Summary and Analysis Volume 1: Chapters IX-X

 

Summary

The framed portrait arrives, and Emma turns to improving Harriet further. It is, however, easier to chat than read, and so they turn to the only "literary" pursuit interesting to Harriet: riddles, which she starts collecting in a book. Mr. Elton is persuaded to compose a charade, which he brings over the next morning, saying that it is a friend's. After he leaves, Harriet cannot fathom its meaning, but Emma immediately sees that the solution is the word courtship. Emma is so delighted at her apparent success that, in spite of Mr. Elton's earlier wishes to the contrary, she copies the poem in Harriet's book, an act that disconcerts Mr. Elton when he returns and learns of it, though he takes it gallantly.

Walking the next morning on a charitable visit to a poor sick family, Emma answers a question from Harriet by declaring the improbabilities of her ever marrying. Harriet is struck with feminine horror at the possibility of her friend's being an old maid, like Miss Bates. Emma assures her that she will always have nieces around her but that she will never harp about them as Miss Bates does about Jane Fairfax, a subject that tires Emma because Miss Bates is so tiresome a talker.

After rendering their genuinely kind services to the sick family, the two young ladies are returning home when they meet Mr. Elton on a visit to the same family. Eager to give the two "lovers" a chance, Emma deliberately separates herself from them after Mr. Elton postpones his visit to escort them. She further delays with a supposedly broken shoelace, then breaks it in order to gain entrance to the nearby vicarage, the interior of which Harriet has never seen. Contriving to leave the other two alone, Emma goes into a back room with the housekeeper. Ten minutes later she returns to the gratifying sight of them talking near the window. Still, Mr. Elton has not come to the point with Harriet, and Emma disappointedly credits him with being cautious, "very cautious." Determined to be optimistic, she flatters herself that the incident is a step forward "to the great event."

Analysis

These pages intensify Emma's self-deception.
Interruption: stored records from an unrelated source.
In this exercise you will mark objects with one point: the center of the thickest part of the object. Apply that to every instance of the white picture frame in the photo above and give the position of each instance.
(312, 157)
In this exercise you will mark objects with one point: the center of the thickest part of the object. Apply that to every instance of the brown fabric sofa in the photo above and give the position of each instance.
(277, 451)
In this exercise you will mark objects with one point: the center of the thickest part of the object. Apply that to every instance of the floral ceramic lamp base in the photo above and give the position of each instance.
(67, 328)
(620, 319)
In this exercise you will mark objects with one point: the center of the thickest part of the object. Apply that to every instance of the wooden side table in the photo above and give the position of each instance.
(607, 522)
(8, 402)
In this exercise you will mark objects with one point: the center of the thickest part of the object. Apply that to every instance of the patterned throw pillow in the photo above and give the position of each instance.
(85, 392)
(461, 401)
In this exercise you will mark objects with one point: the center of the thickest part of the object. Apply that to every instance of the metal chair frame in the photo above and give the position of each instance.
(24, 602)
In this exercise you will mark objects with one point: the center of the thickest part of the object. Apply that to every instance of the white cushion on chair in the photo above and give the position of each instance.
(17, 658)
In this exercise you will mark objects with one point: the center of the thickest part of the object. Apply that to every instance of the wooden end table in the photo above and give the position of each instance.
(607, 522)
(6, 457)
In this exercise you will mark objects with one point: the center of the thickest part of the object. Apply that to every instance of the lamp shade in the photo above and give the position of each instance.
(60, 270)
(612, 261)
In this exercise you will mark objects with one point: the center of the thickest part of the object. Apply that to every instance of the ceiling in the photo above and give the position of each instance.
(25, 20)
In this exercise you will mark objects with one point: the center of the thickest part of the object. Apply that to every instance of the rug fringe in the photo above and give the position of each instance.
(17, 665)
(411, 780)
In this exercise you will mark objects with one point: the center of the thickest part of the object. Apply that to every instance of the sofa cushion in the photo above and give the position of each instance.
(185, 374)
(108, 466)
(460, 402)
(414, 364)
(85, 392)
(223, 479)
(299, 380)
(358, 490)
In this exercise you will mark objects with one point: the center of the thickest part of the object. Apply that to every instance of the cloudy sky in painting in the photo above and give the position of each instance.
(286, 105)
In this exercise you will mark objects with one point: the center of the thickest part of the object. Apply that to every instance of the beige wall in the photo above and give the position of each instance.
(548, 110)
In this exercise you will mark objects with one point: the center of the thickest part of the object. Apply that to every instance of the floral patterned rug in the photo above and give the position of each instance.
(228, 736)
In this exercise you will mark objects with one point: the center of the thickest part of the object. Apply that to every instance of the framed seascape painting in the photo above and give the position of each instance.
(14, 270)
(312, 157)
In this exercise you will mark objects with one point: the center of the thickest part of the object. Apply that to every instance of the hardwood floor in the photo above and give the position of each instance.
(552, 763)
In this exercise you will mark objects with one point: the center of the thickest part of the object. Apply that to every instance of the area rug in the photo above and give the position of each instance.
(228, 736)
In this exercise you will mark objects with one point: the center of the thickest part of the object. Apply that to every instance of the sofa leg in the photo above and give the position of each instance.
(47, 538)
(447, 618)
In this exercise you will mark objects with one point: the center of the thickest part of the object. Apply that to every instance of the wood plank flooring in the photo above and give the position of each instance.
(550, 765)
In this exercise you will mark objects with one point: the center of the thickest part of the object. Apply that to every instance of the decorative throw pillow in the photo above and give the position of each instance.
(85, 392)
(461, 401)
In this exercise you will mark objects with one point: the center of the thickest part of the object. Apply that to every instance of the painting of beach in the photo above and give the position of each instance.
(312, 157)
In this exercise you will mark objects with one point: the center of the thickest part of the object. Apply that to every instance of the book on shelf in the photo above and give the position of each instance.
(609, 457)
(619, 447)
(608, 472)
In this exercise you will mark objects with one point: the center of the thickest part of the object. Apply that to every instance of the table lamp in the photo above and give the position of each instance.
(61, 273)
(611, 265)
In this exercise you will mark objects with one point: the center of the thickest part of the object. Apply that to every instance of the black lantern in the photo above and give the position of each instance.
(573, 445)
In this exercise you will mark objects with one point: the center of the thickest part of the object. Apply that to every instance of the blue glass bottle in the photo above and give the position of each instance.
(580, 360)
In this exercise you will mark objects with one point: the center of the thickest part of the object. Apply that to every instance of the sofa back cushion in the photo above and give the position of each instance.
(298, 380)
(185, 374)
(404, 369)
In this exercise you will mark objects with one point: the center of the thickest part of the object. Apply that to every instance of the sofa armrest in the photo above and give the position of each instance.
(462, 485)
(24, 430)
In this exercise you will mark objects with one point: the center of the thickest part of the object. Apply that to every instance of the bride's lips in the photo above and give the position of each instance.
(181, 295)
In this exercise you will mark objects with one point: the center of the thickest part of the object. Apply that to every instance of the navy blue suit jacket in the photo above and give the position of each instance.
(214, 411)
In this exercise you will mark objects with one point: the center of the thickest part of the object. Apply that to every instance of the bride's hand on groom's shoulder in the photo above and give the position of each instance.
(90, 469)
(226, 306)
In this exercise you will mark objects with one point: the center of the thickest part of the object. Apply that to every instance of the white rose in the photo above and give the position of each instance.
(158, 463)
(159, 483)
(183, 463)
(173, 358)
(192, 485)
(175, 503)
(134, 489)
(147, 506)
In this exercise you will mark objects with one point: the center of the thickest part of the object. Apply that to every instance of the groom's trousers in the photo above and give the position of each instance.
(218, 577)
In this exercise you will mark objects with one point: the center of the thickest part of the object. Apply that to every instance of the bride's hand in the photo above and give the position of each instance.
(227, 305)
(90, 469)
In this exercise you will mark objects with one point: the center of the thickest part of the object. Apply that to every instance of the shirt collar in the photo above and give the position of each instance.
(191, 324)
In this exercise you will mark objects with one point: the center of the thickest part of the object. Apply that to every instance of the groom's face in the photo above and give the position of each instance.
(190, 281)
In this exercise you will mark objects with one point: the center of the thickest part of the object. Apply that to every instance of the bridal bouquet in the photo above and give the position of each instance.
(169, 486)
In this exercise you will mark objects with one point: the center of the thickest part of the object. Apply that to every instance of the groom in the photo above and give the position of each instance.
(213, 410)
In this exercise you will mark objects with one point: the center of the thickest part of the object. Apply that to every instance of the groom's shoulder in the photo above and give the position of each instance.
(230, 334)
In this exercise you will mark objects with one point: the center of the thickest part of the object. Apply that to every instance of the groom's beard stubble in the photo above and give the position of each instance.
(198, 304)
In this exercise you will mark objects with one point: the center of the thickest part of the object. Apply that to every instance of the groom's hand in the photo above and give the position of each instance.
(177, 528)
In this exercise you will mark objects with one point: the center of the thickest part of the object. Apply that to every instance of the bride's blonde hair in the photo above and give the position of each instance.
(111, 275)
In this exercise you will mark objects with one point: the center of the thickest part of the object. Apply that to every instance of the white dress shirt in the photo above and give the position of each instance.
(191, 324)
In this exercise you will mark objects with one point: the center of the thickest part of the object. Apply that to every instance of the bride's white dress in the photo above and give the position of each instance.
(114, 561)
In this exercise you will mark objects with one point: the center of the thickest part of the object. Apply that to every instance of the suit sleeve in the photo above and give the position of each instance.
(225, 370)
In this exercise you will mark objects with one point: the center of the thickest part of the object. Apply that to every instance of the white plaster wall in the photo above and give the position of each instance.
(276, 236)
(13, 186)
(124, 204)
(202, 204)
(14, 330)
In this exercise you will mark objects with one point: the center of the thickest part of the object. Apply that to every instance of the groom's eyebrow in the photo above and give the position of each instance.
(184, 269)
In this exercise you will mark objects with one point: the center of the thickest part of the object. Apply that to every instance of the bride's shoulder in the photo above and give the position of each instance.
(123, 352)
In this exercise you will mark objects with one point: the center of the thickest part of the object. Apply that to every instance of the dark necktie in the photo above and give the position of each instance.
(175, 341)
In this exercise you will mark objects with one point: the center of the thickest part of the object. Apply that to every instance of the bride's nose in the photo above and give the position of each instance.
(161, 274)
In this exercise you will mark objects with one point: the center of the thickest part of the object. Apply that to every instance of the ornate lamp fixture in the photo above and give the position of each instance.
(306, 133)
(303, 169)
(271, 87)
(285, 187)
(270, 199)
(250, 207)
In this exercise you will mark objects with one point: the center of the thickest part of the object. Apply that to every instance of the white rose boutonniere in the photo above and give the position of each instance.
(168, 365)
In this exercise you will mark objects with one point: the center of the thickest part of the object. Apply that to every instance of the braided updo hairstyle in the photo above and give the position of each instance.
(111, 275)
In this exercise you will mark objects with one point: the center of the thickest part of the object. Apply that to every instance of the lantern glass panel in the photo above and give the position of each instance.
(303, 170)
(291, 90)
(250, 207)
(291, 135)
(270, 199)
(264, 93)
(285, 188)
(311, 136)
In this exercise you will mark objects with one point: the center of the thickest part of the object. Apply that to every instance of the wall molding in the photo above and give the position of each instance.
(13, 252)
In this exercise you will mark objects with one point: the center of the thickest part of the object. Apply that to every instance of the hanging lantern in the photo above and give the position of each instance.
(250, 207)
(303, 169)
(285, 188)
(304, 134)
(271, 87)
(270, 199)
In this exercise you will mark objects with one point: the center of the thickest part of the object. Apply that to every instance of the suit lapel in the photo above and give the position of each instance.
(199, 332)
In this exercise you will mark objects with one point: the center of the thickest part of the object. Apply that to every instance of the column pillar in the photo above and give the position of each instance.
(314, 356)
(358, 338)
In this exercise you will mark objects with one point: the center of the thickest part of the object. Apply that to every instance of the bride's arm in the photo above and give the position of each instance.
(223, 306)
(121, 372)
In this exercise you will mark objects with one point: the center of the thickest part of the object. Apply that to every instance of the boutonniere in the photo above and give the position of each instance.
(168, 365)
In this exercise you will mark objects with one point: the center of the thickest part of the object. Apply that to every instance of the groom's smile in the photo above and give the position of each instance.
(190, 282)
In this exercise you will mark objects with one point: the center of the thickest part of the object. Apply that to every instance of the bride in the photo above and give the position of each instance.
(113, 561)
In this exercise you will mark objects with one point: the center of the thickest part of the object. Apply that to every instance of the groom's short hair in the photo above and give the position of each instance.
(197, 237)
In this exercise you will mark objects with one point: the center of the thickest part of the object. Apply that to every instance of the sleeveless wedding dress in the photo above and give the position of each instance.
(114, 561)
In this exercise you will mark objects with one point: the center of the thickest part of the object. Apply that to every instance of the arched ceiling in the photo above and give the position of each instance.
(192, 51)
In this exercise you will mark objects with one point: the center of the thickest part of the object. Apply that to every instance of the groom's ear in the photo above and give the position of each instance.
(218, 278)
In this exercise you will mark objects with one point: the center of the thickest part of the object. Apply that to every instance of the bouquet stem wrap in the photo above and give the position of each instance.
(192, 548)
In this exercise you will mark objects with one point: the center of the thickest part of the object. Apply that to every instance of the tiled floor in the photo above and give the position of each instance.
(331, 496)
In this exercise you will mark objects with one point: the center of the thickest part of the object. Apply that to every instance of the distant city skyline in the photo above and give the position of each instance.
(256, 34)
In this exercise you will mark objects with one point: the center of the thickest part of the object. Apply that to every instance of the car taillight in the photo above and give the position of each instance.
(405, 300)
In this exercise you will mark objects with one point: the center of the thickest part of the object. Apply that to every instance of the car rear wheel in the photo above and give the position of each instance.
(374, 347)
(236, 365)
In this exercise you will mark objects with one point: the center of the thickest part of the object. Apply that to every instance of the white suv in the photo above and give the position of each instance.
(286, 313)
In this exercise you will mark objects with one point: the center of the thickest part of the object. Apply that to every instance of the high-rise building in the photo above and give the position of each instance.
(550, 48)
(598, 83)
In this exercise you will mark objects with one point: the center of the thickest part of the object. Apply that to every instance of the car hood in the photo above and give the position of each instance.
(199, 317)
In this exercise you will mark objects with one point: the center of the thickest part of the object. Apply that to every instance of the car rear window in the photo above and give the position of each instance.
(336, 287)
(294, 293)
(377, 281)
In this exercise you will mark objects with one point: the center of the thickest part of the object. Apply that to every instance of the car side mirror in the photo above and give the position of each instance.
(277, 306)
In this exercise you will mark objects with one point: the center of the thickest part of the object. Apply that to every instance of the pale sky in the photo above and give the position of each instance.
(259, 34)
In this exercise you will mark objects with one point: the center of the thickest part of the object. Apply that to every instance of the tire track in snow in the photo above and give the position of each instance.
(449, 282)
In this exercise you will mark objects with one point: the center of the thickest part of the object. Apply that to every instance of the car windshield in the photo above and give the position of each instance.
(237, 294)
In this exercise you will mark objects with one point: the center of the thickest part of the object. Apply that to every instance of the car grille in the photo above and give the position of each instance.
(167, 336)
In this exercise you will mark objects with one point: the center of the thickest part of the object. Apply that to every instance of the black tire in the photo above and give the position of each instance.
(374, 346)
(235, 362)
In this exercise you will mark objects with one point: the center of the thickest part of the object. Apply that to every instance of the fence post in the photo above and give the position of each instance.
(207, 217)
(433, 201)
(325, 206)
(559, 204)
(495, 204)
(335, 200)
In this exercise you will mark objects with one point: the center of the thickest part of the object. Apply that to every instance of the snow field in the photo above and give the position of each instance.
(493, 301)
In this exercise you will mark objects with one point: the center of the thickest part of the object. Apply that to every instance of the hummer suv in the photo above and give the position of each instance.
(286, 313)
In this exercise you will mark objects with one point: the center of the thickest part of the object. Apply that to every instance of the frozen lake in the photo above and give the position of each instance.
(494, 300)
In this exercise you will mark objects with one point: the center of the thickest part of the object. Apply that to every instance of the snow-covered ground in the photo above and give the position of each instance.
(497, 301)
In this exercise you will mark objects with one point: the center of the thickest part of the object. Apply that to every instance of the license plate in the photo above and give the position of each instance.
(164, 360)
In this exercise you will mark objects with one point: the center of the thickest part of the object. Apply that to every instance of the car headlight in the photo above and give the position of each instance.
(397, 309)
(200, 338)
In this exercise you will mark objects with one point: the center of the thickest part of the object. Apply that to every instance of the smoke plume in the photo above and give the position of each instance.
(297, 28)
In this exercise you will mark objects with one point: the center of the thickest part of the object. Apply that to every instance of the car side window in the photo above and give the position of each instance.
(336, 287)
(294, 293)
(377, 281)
She is more than ever determined to read every act by Mr. Elton as a growing interest in Harriet — so determined that she misinterprets and is disappointed, even irritated, at the lack of ultimate results, though she can still draw optimistic conclusions. Her willfulness and stratagems stand in contrast to her genuine and realistic kindness in other matters such as the poor sick family.

In addition, Harriet's utter simplicity is exemplified; Mr. Elton's increasing gallantry and interest are made at least ambiguous to the reader if not to Emma; and Jane Fairfax is mentioned to prepare for her later appearance in the novel as a foil for Emma.